In Batum, Stalin at once flung himself into revolutionary work: he established contact with politically-advanced workers, formed Social-Democratic study circles, some of which he conducted himself, set up a secret printing plant, wrote, printed and distributed stirring leaflets, directed the struggle of the workers at the Rothschild and Mantashev plants, and organized revolutionary propaganda in the countryside. He formed a Social-Democratic Party organization in Batum and a Batum Committee of the R.S.D.L.P., and led several strikes. He organized and directed the famous political demonstration of the Batum workers on March 9, 1902, himself marching at the head of the columns, thus giving a practical example of the combination of strikes with political demonstrations.

Thus, in this period a strong Leninist Iskra-ist organization grew up in Transcaucasia, carrying on a determined and implacable struggle against opportunism. Its chief organizer and leader was Stalin, who was already known among the Batum workers as the “workers’ teacher.” This organization was founded on the sound principles of proletarian internationalism, uniting, as it did, proletarian militants of different nationalities—Georgians, Armenians, Azerbaijanians and Russians. In later days, Lenin time and again cited the Transcaucasian Party organization as a model of proletarian internationalism.

The rising militancy of the Batum workers was a cause of serious uneasiness to the government. Police sleuths scoured the city, looking for the “ring-leaders.” On April 5, 1902, Stalin was arrested. But even while in prison (first in Batum, then in Kutais—a jail notorious for the severity of its regime, to which he was transferred on April 19, 1903—and then back again in Batum), Stalin’s contacts with revolutionary activities were not interrupted.

In the early part of March 1903 the Caucasian Social-Democratic organizations held their first congress, at which a Caucasian Union of the R.S.D.L.P. was set up. Although in confinement, Stalin was elected to the Committee of the Caucasian Union. It was while in prison that Stalin learned from delegates returned from the Second Party Congress of the profound dissension between the Bolsheviks and the Mensheviks. He took his stand without hesitation on the side of Lenin and the Bolsheviks.

In the autumn of 1903, Stalin was banished for three years to Novaya Uda, a village in the Balagan District, Province of Irkutsk, Eastern Siberia. He arrived there on November 27, 1903. While in exile he received a letter from Lenin.

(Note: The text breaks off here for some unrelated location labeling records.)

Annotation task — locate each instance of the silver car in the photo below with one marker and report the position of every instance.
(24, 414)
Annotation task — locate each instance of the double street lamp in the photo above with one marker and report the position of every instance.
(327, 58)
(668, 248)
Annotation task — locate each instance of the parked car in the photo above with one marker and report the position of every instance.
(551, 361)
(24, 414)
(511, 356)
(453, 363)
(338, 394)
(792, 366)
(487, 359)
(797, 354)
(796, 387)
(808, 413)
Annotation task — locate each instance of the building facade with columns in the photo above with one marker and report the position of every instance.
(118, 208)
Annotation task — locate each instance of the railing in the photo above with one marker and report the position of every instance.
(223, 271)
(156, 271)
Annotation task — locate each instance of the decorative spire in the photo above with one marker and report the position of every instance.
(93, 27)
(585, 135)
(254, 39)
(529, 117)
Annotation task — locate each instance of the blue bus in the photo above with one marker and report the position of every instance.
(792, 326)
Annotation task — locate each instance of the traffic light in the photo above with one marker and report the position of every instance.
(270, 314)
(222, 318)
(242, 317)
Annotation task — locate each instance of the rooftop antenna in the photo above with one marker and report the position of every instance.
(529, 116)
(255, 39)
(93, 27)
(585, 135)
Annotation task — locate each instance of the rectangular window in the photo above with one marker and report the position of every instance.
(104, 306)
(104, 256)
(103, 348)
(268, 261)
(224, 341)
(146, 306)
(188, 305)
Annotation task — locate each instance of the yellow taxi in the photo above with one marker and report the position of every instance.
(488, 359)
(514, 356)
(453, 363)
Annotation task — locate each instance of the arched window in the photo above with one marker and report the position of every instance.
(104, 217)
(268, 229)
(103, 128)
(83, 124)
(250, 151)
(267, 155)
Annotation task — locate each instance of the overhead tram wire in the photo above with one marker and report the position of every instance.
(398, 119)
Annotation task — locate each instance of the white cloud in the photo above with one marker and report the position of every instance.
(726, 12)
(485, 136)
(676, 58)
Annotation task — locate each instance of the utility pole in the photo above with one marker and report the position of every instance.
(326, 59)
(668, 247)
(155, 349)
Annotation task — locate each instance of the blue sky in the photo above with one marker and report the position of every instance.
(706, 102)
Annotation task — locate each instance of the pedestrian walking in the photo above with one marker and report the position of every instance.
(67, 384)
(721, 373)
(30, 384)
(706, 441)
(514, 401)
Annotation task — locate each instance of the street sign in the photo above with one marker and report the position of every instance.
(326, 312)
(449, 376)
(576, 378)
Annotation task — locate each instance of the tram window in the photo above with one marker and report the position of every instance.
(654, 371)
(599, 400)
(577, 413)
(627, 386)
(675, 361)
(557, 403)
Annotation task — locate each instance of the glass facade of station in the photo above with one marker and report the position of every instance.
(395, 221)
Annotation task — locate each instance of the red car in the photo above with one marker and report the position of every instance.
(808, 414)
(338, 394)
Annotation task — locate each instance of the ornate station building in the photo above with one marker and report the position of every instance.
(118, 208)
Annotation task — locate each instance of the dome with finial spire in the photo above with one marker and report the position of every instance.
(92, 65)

“I first became acquainted with Lenin in 1903,” Stalin subsequently related. “True, it was not a personal acquaintance; it was maintained by correspondence. But it made an indelible impression upon me, one which has never left me throughout all my work in the Party. I was in exile in Siberia -at the time. . . . Lenin’s note was comparatively short, but it contained a bold and fearless criticism of the practical work of our Party, and a remarkably clear and concise account of the entire plan of work of the Party in the immediate future.”8

Stalin did not stay in exile long. He, was impatient to be back at liberty, to set to work to carry out Lenin’s plan for the building of a Bolshevik Party. On January 5, 1904, he escaped from exile, and in February 1904 he was back again in the Caucasus, first in Batum, and then in Tiflis.

 

Notes

1.  V. I. Lenin, Selected Works, Vol. I, p. 378, Moscow, 1934.

2.  V. I. Lenin, A Brief Sketch of his Life and Activities. p. 25, Moscow, 1942.

3.  Pravda, No. 136, June 16, 1926.

4.  L. Beria, On the History of the Bolshevik Organizations in Transcaucasia, p. 20, Moscow, 1939.

5.  Stalin on Lenin, p. 40, Moscow, 1946.

6.  J. Stalin, Collected Works, Russ. ed., Vol. I, p. 9, Moscow, 1946.

7.  Iskra No. 25. September 15. 1902.

8.  Stalin on Lenin, pp. 40-41, Moscow, 1946.